Given the therapeutic and prognostic importance of the unipolar-bipolar dichotomy, predicting which patients will become bipolar subsequent to index diagnosis of major depressive disorder (MDD) is of paramount clinical significance. We sought to characterize the profile of patients with MDD who would convert to the more subtle bipolar subtype (known as BPII) on the basis of clinical and personality variables obtained during MDD episodes.
A total of 559 patients, comprehensively evaluated with the Schedule of Affective Disorders and Schizophrenia and "unipolar" MDD at entry, were administered 17 self-report personality measures. Hypomanic and manic episodes were systematically recorded over a prospective observation period of up to 11 years. We compared 48 converters to BPII (8.6%) with 22 converters to bipolar I (BPI) (3.9%) and the remaining larger group of unipolar patients.
Except for greater acuteness, severity, and psychotic symptomatology, BPI converters were essentially similar to MDD nonconverters.

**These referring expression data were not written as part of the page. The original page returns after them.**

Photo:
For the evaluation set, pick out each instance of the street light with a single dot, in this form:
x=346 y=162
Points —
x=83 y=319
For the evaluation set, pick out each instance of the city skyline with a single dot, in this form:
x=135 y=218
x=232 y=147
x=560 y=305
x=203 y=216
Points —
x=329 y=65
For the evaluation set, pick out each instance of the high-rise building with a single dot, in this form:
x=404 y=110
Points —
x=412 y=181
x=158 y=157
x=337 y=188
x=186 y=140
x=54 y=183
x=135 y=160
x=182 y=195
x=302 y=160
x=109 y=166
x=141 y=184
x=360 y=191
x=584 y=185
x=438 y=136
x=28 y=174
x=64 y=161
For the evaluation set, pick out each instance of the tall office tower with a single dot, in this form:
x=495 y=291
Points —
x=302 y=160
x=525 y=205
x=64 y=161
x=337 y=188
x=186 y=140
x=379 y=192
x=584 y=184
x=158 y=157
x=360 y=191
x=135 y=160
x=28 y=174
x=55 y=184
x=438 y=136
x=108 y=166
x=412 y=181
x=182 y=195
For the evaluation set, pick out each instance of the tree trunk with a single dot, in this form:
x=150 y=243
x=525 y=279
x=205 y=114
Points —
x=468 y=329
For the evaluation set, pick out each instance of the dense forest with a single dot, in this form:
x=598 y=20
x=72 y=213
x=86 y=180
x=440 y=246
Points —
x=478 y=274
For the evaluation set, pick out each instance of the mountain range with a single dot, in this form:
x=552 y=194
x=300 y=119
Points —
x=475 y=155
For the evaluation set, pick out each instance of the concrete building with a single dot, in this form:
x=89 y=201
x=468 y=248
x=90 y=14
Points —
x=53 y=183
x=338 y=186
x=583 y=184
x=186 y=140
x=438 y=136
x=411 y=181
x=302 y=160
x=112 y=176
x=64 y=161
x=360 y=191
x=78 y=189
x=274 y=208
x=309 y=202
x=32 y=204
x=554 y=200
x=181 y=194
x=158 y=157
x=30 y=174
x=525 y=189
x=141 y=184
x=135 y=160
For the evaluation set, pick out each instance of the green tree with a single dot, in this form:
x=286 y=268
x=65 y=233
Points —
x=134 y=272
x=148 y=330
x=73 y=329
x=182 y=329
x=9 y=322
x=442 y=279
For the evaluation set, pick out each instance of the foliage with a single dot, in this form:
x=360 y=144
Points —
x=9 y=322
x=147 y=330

By contrast, BPII converters were robustly distinguished from those with MDD who remained unipolar on the basis of self-report measures along the newly derived factors of Mood Lability, Energy-Activity, and Daydreaming. This profile was associated with early age at onset of MDD and pleomorphic psychopathology beyond the usual affective realm, high rates of substance abuse, as well as educational, marital, and occupational disruption and minor antisocial acts prior to discrete hypomanic episodes. Overall, BPII switchers had a more protracted and tempestuous course with shorter well intervals. "Habitual self" descriptions of temperamental instability during MDD episodes provided useful clinical information for predicting which depressed patients will switch to BPII, attaining a sensitivity of 91% for all three factors combined (23 items); Mood Lability alone (nine items) was the most specific predictor (86%), though of lower sensitivity (42%).
The BPII subtype is best understood by such lability intruding into, and possibly its accentuation during, depressive episodes, thereby creating an intimate interweaving of trait and state. Clinicians must note that the foregoing temperamental profile appears more fundamental in defining the affective dysregulation of the BPII subtype than hypomanic episodes emphasized in DSM-IV.